Pada kegiatan simulasi juga diberikan materi lain berupa cara memadamkan api menggunakan APAR (Alat Pemadam Api Ringan). APAR merupakan alat yang digunakan untuk memadamkan atau mengendalikan kebakaran kecil pada tahap awal, beratnya 1 hingga 6 kg. Alat ini dirancang agar mudah diioperasikan oleh masyarakat umum dan wajib tersedia di berbagai tempat, seperti kantor, tempat usaha, kendaraan dan di rumah. Karena keberadaannya yang penting jadi penggunaan APAR ini juga sangat perlu disimulasikan. Setelah penjelasan singkat mengenai cara penggunaannya, beberapa peserta diminta untuk mempraktekkan. Zahra dari PMR SMPN 1 Ambal, memberikan kesannya setelah mencoba praktek dengan APAR.

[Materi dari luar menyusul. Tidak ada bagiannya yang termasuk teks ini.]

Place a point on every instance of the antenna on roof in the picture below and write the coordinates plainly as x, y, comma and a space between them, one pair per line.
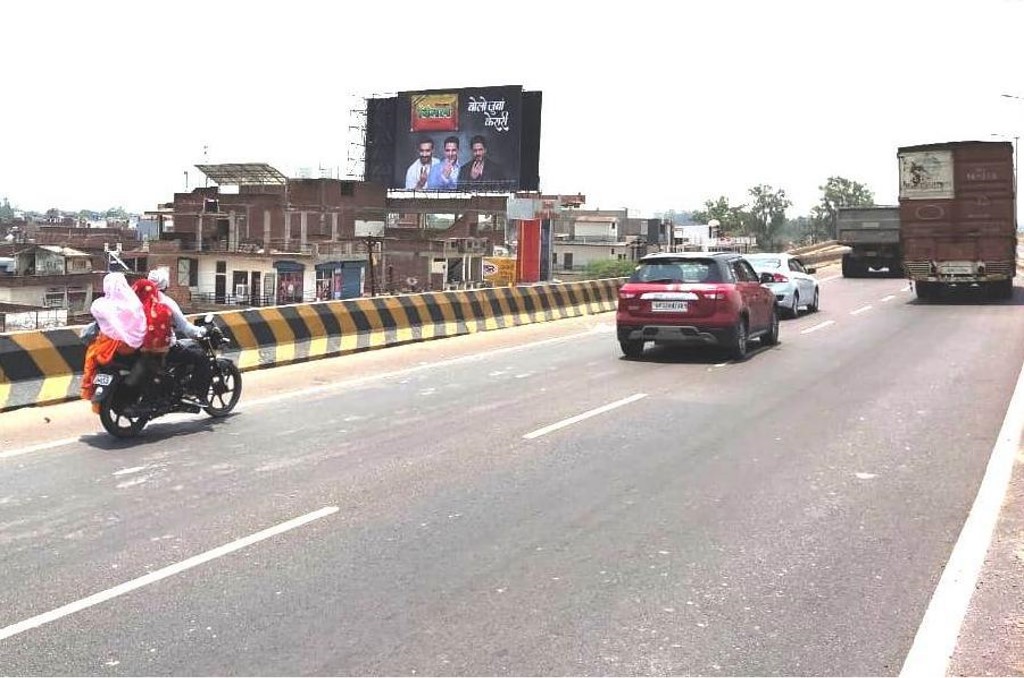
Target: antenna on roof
113, 257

“Ternyata aku bisa juga memadamkan apinya dengan APAR, mudah, tidak menakutkan kok.”
Memasuki sesi inti simulasi bencana, dimulai dari sirene peringatan dibunyikan sebagai tanda dimulai. Suasana pun berubah menjadi lebih tegang namun tetap terkendali. Peserta simulasi bersama pengunjung pantai, segera melakukan evakuasi menuju titik kumpul aman yang telah ditentukan yaitu di lokasi yang lebih tinggi. Jalur evakuasi yang telah dipersiapkan sebelumnya digunakan sebagai panduan agar proses berjalan lancar.
Guna memberikan gambaran situasi yang lebih nyata, sejumlah siswa berperan sebagai korban luka. Tim relawan dan petugas medis kemudian melakukan penanganan darurat, mulai dari pertolongan pertama hingga evakuasi korban. Sementara itu, peserta lainnya membantu proses evakuasi dengan penuh kepedulian dan kerja sama.

Simulasi ini melibatkan berbagai unsur, seperti relawan kebencanaan, tenaga medis, aparat keamanan, serta masyarakat sekitar. Kolaborasi lintas sektor ini menunjukkan bahwa penanggulangan bencana membutuhkan kerja sama yang kuat dari berbagai pihak.
Melalui kegiatan simulasi seperti ini, siswa SMPN 1 Ambal tidak hanya memperoleh pengetahuan, tetapi juga pengalaman praktis yang sangat penting. Mereka diharapkan dapat menjadi agen perubahan yang mampu menyebarkan informasi tentang kesiapsiagaan bencana kepada keluarga dan masyarakat di sekitarnya.
Salah satu siswa (Talitha) peserta mengaku mendapatkan pengalaman yang sangat berharga dari kegiatan ini.
“Kami jadi tahu apa yang harus dilakukan kalau terjadi gempa atau tsunami. Ternyata tidak boleh panik dan harus mengikuti jalur evakuasi,” ungkapnya.

Peringatan Hari Kesiapsiagaan Bencana Tahun 2026 ini menjadi momentum penting untuk memperkuat komitmen bersama dalam menghadapi ancaman bencana. Dengan kesiapan yang baik, risiko yang ditimbulkan dapat diminimalkan, sehingga keselamatan masyarakat dapat lebih terjaga.
Kegiatan ditutup dengan evaluasi singkat dari panitia dan refleksi bersama peserta. Meski berlangsung dalam suasana simulasi, tetapi memberikan kesan mendalam bagi peserta khususnya siswa SMPN 1 Ambal, sekaligus menjadi pengingat bahwa kesiapsiagaan adalah kunci utama dalam menghadapi bencana.